A guest post by Joshua Bennett.
The travels of Leonard Arrington.
Fourteen hours to Addis. Another three to Tanzania with a squawking chicken in 2b. Leonard wanted a bath.
His company had arranged a swanky tourist hut, including a jacuzzi filled with steaming water.
He lowered himself in, sighing. Pressed the “jets” button. Porcelain nest disturbed, a thousand winged ants shot into the water. Leonard shrieked.
“You can’t stay on a stranger’s couch in Norway,” mother had said. “What if they’re crazy? Axe-murderers?”
At least there won’t be ants, Leonard thought, knocking on their door.
A young couple answered. They smiled, took his bags. “Welcome! How was your trip? Did you know 9/11 was an inside job?”
“And then, we will ride horseback to the Colombian coast and sleep beneath the stars.”
Leonard frowned. “I don’t like bugs.”
“Use mosquito spray,” Maria said helpfully.
Leonard used three cans of Deet to arrive in Tayrona unbitten. There was no Deet left for sleeping beneath the stars.
“You have Dengue Fever,” Maria said helpfully.
The theater was packed with Londoners and foreigners alike. What luck, Leonard thought. Stageside at the Globe!

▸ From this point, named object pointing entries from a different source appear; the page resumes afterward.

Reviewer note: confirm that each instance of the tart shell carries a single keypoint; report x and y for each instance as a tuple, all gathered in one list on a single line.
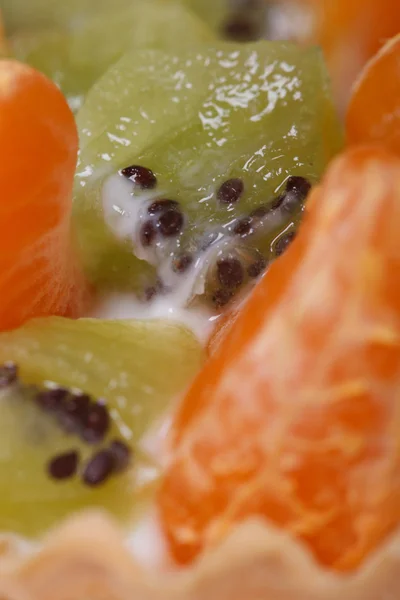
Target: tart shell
[(86, 559)]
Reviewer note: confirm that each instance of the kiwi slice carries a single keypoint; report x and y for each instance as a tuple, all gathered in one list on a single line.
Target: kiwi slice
[(85, 393), (74, 53), (230, 136)]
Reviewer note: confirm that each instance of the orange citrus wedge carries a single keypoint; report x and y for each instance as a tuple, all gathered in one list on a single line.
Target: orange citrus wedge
[(296, 416), (350, 33), (38, 152), (374, 110)]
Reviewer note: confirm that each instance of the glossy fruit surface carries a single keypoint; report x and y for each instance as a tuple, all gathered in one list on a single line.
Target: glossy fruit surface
[(135, 368), (223, 128), (40, 274)]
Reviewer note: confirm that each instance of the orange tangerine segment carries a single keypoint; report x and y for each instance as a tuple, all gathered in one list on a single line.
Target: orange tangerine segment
[(38, 149), (374, 110), (296, 418), (351, 32)]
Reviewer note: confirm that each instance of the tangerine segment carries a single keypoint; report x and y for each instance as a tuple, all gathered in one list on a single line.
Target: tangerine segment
[(296, 417), (351, 32), (374, 110), (38, 150)]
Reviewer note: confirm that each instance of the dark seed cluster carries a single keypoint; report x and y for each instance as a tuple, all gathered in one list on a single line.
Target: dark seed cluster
[(283, 242), (8, 374), (256, 268), (165, 219), (76, 413), (80, 415)]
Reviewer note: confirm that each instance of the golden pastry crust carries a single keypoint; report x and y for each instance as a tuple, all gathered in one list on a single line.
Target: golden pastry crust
[(86, 559)]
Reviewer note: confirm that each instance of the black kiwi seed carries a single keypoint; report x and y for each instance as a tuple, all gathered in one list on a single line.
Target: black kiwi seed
[(121, 454), (230, 273), (283, 242), (300, 185), (147, 233), (230, 191), (243, 227), (170, 223), (256, 268), (239, 29), (97, 423), (182, 263), (8, 374), (51, 399), (160, 206), (141, 176), (63, 466), (99, 468), (221, 298)]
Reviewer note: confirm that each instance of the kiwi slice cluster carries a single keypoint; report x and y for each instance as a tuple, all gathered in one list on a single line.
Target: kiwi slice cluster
[(76, 398)]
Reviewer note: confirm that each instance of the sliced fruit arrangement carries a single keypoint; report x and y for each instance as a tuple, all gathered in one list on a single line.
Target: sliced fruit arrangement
[(202, 165), (351, 32), (373, 114), (295, 417), (84, 393), (76, 56), (39, 144)]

The costumes were wonderfully gaudy, the action hammed up, Romeo and Juliet convincingly in love.
Leonard swelled, overwhelmed by the richness, the goodness of humanity. He didn’t complain a bit when someone slipped his passport from his pocket.
An experience that will forever change you!
It was a magical wedding. Leonard and Summer were enraptured. Next, a honeymoon in St. Lucia!
The red bumps mysteriously appeared after a day lying on the beach. Thin white lines squiggled underneath the skin between. Summer had two. Leonard had one hundred twenty seven across his back.
WebMD had a diagnosis:
Author Joshua David Bennett may have drawn all of these stories from his own painful and invasive experiences. His first novel, Seacaster, is a Caribbean-Aztec fantasy that tells the story of a young man at war with the magic coursing through his veins. Joshua lives in Colorado with his subcutaneous worms, wife and son.
Leonard Arrington? Huh… https://www.amazon.com/dp/0252023811
Funny, I futzed with the name a fair amount before landing on the one that sounded most nebbishly. Wait, is nebbishly a word?
It is now. (:
Summer only had 2 worms? Poor Leonard was just too tempting a dish.